It’s a running joke, both in the real world and Hollywood. Take Transformers, or 40-Year-Old Virgin for example. You have trouble with X product, you call the hotline for information, and eventually end up speaking with an Indian or Asian worker. Miscommunication ensues, hilarity happens. While it may seem funny, job outsourcing has become a pretty serious problem for the average American. Many argue that companies should bring jobs back here, and do their part to help fix our financial problems.
At the end of the day, it’s not only economics but also politics. 32 major corporations are urging Congress to make trade deals with Panama, Colombia and South Korea. This may seem unrelated, but Public Citizen (a public interest group) studied their job records and “found that 18 of the 32 outsourced at least 18,600 American jobs to other countries since 2001 thanks to prior free trade agreements like the North American Free Trade Agreement (NAFTA).” These are USA titans like GE and Dow Chemical, corporations that we’d much rather have creating jobs here. In ten years, that is a staggering number of jobs, and these statistics just represent 18 of the major corporations. Imagine if we had the data from all of them. Will anybody step up to the plate?

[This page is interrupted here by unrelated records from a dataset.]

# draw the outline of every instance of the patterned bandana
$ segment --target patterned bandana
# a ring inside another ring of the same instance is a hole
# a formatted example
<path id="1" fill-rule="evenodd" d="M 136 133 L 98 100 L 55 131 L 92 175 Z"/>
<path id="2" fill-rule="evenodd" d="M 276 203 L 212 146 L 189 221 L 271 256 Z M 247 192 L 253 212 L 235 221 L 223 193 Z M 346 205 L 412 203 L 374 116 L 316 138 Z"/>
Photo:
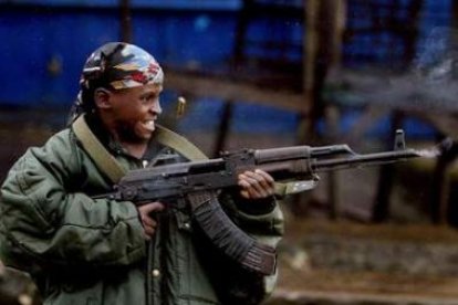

IBM (News - Alert) and Macy’s have decided that they are going to pick up the slack. As of Monday morning, IBM is adding 175 jobs, and Macy’s is adding 78,000 seasonal workers. Both companies specified that most of the additions would be based in call centers, with some part time and other jobs mixed in. IBM’s additions are in Delaware, as the state has offered tax incentives and other benefits in an effort to promote job creation. Macys doesn’t really need the same incentives as they have actually been doing better than last year, with a 4.9 percent sales growth and very healthy quarterly sales figures.
Lest you think just the big name corporations are showing the holiday spirit, meet Joe Burmester. Along with his business partners, he is the creator of Ruralogic, a startup IT company. With about 60 employees, his status as a power player might not be huge, but his actions are no less generous. In his own words, he wants to return outsourced jobs from India and the Philippines back to local call centers. Last year, the government awarded him substantial job-creation tax credits for 3 communities in Delaware. With plans to create up to 121 jobs per community, in addition to the 15-20 currently training, Burmester is doing more than his share to jumpstart his regional economy. And it doesn’t stop there. “We are really close to landing two projects with an internationally known investment banking firm that would give us an opportunity to add another 75 or 100 jobs in a relatively short period of time.”
Ultimately, there is no quick fix or easy button that will get us back on track. Our problems are too severe to be solved anytime soon, and that’s the unpleasant truth. However, the silver lining is starting to emerge. As long as companies like IBM, Macy’s and Ruralogic continue to put themselves out there and inspire job creation, then maybe all is not lost. We now have to trust that other players in the business world will follow their example.